話のテーマや難易度が参加者のニーズにあっていなかったとか、もっとこんなデータが欲しかったという意見は、前向きに受け止めてできる限り修正してきた。
でも私の話し方や言葉の選び方が配慮に欠けていて気分が悪い、と言われたのははじめてだ。
とてもショックだった。
そして情けないことに、どの発言がそう感じさせてしまったのか、全くわからない。
今、部署内のハラスメント案件に対応している。
加害者側の同僚に話を聞いたとき、
「自分がそう思われているとは思わなかった」
「全く自覚がなかった」
と言っていた。
私も同じだ。
全く自覚がない。
同僚のヒアリングの時に、「そんなつもりはなかった」というのは逃げで、キツく言ったことを自分でわからないわけがないだろう、と思ったこともあった。
私がそうなのだ。
指摘されてもわからない、気づけない。
何度考えてもわからない。
だからこの先も私は、どんなに気を付けても、誰かを不快にさせるような話し方や態度をとってしまうだろう。
それとは別に、大きな仕事で大きな失敗をした。
完全に自分の準備不足、マネジメントのミスだ。
この仕事のために動いてくれた他社のスタッフさん、大切な仲間に多大な迷惑をかけた。
いくつかの出来事が重なって、立ち直れずにいる。
今まで表面化しなかった、もしくは自覚していなかっただけで、私の言動に気分を悪くしたりうんざりしていた人は、一体どれだけいたのか。
若かった時は許してくれる人がいた。
その時に真摯に耳を傾け、自らを省みることをせずに歳を重ねてしまい、もう言ってくれる人はいなくなった。

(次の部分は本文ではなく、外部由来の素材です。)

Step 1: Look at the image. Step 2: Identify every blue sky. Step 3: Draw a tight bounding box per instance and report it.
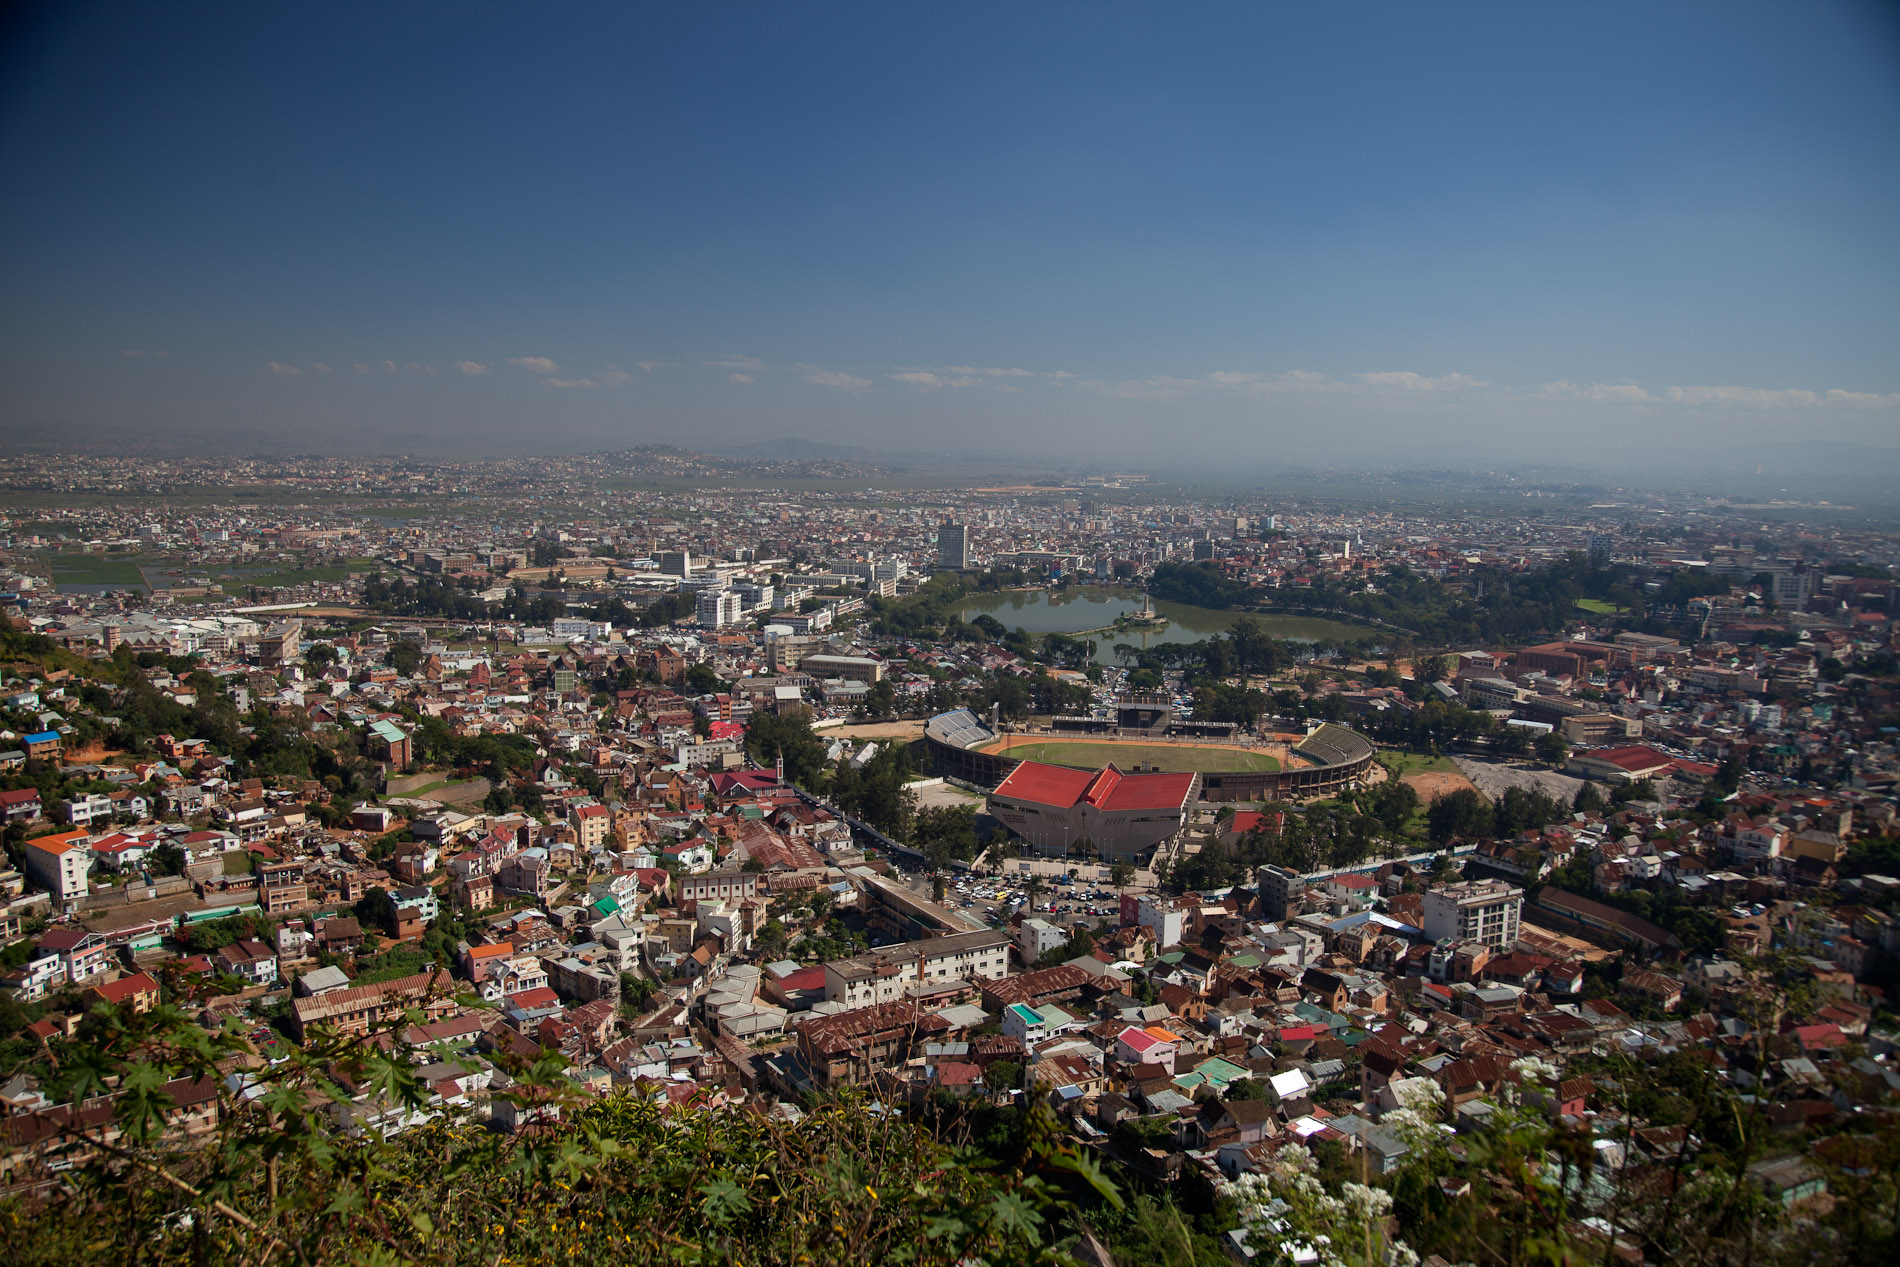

いや、「あんな人に言っても意味ない」と、ずっと見限られてきたのかもしれない。
もう人前で話したくない。
誰かのハラスメント案件に対応する立場になんてなりたくない。
重要な仕事を引き受けたくない。
管理職、やめたい。
管理職をやめたって言動には気を付けないといけないけど、少なくとも誰かの何かに介入するような立場にいたくない。
それでも明日も仕事がある。
今は気持ちを奮い立たせるのは無理だ。
プツッと切れないように何とかつなぎ止めておくだけで精一杯。
切れてしまったら、二度と立ち上がることはできないだろう。